L’errore che generalmente facciamo quando siamo testimoni di fatti apparentemente inspiegabili alla logica è quello di guardare ai responsabili come a dei mentecatti, portatori di personali paranoie e quindi imprevedibili nelle loro azioni impedendoci così di capire le radici profonde degli accadimenti e con essi guardare ai possibili rimedi.

Dietro a quanto sta avvenendo in Ucraina invece c’è la presenza di una ideologia, di una visione che sta alla base delle fondamenta teoriche del regime putiniano che è bene conoscere e su cui riflettere.
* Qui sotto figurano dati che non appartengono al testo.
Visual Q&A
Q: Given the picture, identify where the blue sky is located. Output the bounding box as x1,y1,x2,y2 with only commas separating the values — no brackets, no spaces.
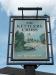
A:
0,0,56,73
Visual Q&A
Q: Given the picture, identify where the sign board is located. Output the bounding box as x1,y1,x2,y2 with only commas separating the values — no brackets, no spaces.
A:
7,16,53,64
13,19,48,60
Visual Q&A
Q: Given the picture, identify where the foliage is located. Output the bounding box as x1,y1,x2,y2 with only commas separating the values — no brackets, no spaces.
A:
40,33,45,44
Nel 2018 lo storico statunitense Timothy Snyder ha pubblicato ‘La Paura e la Ragione’ un prezioso (oggi) quanto importante libro per comprendere le malattie che stanno infettando il mondo Occidentale.
E’ un libro che mette letteralmente paura per le connessioni e correlazioni che riesce ad intrecciare tra accadimenti apparentemente indipendenti e per la capacità di analizzare in dettaglio l’attacco portato al mondo liberale dal Cremlino.
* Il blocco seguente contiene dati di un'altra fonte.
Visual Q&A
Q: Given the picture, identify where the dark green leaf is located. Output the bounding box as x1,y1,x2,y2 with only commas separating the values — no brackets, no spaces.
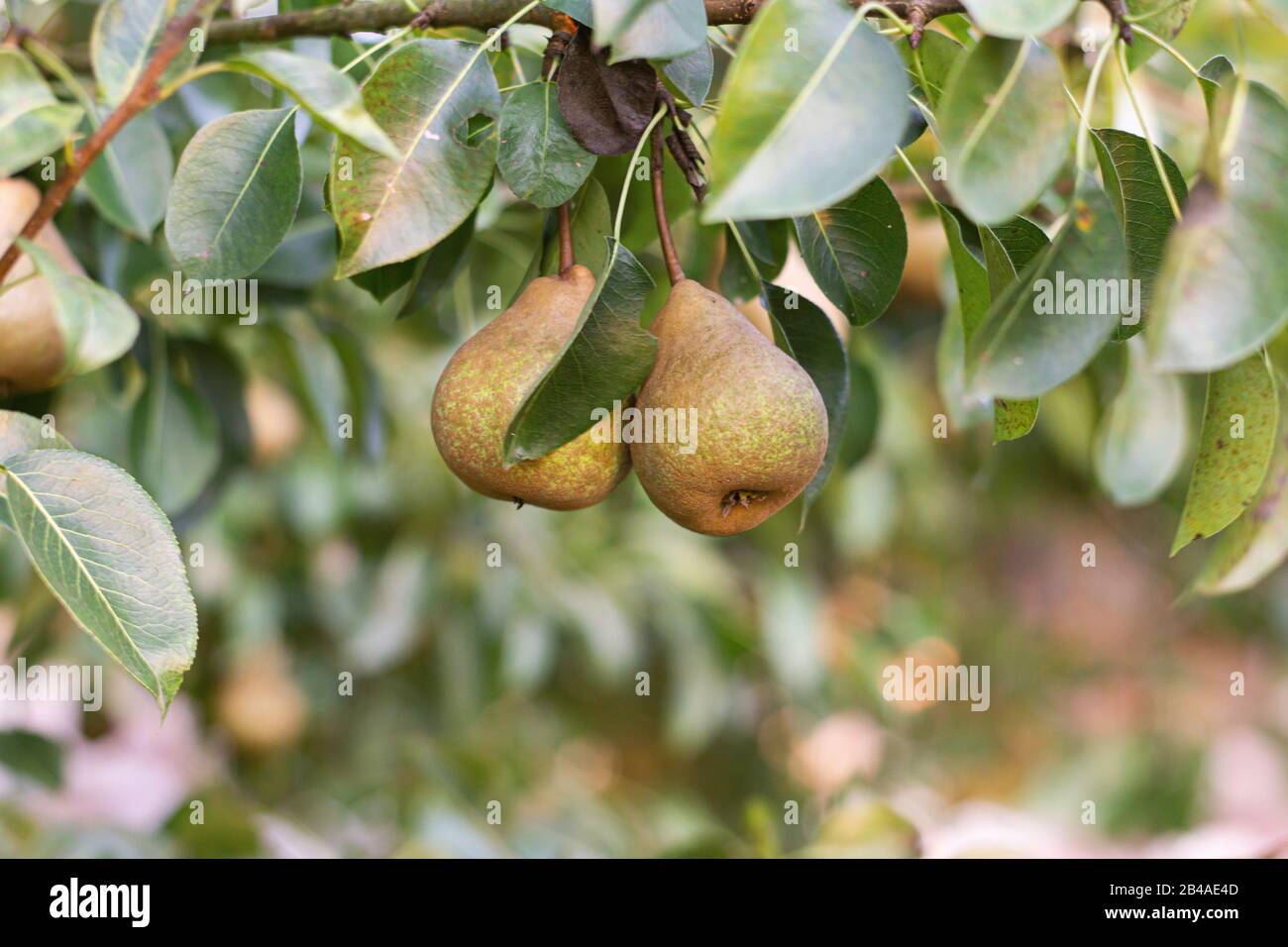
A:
966,177,1128,398
963,0,1078,40
1095,339,1189,506
505,245,657,463
1147,82,1288,371
0,48,82,177
936,38,1073,224
330,40,501,278
703,0,909,223
5,451,197,714
497,82,595,207
1172,353,1279,556
1092,129,1189,339
796,177,909,326
223,49,398,158
662,39,716,106
81,112,174,240
16,237,139,378
164,108,303,279
0,730,63,789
Una gran parte del libro lo storico dell’Università di Yale lo dedica proprio al capitolo del conflitto Russo-Ucraino, area dell’Europa che conosce bene per avere dato alle stampe due splendidi volumi, ‘Terre di sangue – L’Europa nella morsa di Hitler e Stalin’ e successivamente ‘Terra Nera – L’olocausto tra storia e presente’.
Snyder dimostra come la base ideologica del regime putiniano peschi a piene mani nel pensiero di Ivan Ilyin (foto sotto), filosofo di fine Ottocento teorico del fascismo cristiano.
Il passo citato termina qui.